Even if, at least for now, you only update Hail’s methods to deal with haploid cases, I would argue that thinking from the beginning of ploidy in a general way is the best course of action, as these situations will arise, either when studying humans or other organisms. In humans, several conditions will require Hail to be resilient to polyploidy: partial aneuploidy (unbalanced translocations), trisomy (concerns 6 human autosomes), aneuploidy of sex chromosomes (such a klinefelter syndrome, X tri, tetra and pentasomy).
Most VCFs do not have the correct representation of haploid calls. I’m not yet familiar with the operations on genotypes, but most people will probably want to compute haploid from diploid on sex chromosomes within hail.
I think phase is a different beast as there is absolute and relative phase to consider. Absolute phase can be represented as 1 bit and is useful in the case of families where each allele can be assigned to its corresponding chromosome based on transmission. Now, in most sequencing cases, we don’t have family members and thus phase is computed statistically based on co-occurence of alleles in the reads and/or in the population. In this case, the result is blocks of variants phased relative to one another, but independent of the other blocks on the chromosome. So there, a single bit doesn’t do, as you also need to keep track of the phase block.
Hi @lfrancioli, thanks for the feedback. To clarify, this discussion only pertains to how the GT (call) fields are represented within Hail. So for call fields I’m proposing roughly:
0 or 1 becomes a haploid call (there is no way to write a missing haploid call),
0/0, 0/1, etc. become diploid unphased calls,
0|0, 0|1, etc. become diploid phased calls.
So in your second point, the haploid sex chromosome calls would be loaded as diploid, and then they can be called and rewritten as haploid.
(There’s also a question of phase is ploidy > 2. Should 0|1/2 be allowed? I think it is in by VCF spec, but GATK/HTSJDK uses a single bit for phase internally and I’m inclined to do the same.)

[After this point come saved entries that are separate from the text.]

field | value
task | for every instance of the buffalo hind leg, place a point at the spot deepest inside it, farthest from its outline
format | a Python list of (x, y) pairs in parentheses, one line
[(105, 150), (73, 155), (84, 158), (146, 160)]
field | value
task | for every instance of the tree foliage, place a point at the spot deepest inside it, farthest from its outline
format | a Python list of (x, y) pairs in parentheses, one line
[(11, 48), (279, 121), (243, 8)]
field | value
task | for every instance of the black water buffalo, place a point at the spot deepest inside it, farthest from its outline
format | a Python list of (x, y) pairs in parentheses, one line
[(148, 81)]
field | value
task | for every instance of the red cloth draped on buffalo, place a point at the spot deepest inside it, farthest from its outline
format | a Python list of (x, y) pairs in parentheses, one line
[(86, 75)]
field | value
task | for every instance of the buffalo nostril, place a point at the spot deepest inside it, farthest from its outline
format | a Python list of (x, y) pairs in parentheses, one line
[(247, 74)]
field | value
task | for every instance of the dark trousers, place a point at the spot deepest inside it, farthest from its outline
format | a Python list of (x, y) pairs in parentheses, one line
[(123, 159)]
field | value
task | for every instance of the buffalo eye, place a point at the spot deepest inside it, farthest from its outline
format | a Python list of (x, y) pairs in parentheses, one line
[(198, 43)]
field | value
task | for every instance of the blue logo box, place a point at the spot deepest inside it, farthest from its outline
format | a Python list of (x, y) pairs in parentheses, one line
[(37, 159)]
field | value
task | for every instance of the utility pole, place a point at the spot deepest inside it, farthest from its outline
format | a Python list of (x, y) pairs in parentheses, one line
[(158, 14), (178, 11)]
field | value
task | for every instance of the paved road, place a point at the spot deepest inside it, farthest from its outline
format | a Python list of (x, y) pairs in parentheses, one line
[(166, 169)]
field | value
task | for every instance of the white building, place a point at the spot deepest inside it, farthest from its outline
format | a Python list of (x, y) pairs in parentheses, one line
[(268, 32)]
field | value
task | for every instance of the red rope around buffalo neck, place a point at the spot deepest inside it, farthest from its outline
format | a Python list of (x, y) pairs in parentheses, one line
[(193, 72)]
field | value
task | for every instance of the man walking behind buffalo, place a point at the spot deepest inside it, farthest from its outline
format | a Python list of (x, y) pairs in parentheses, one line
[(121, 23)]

Therefore, I think phasing at the call level can be represented by as single bit.
For relative phasing, I expect the genotype to be encoded with the phase bit set (e.g. 0|1) and a separate genotype-level field (possible with the new generic genotype representation) to store the relative phase block information. I think that’s how your data is currently represented? What’s the FORMAT field for your existing phased data?
So I think we’re in agreement and the relative phase information can be stored with 1 bit in the call and another genotype field. Sound right?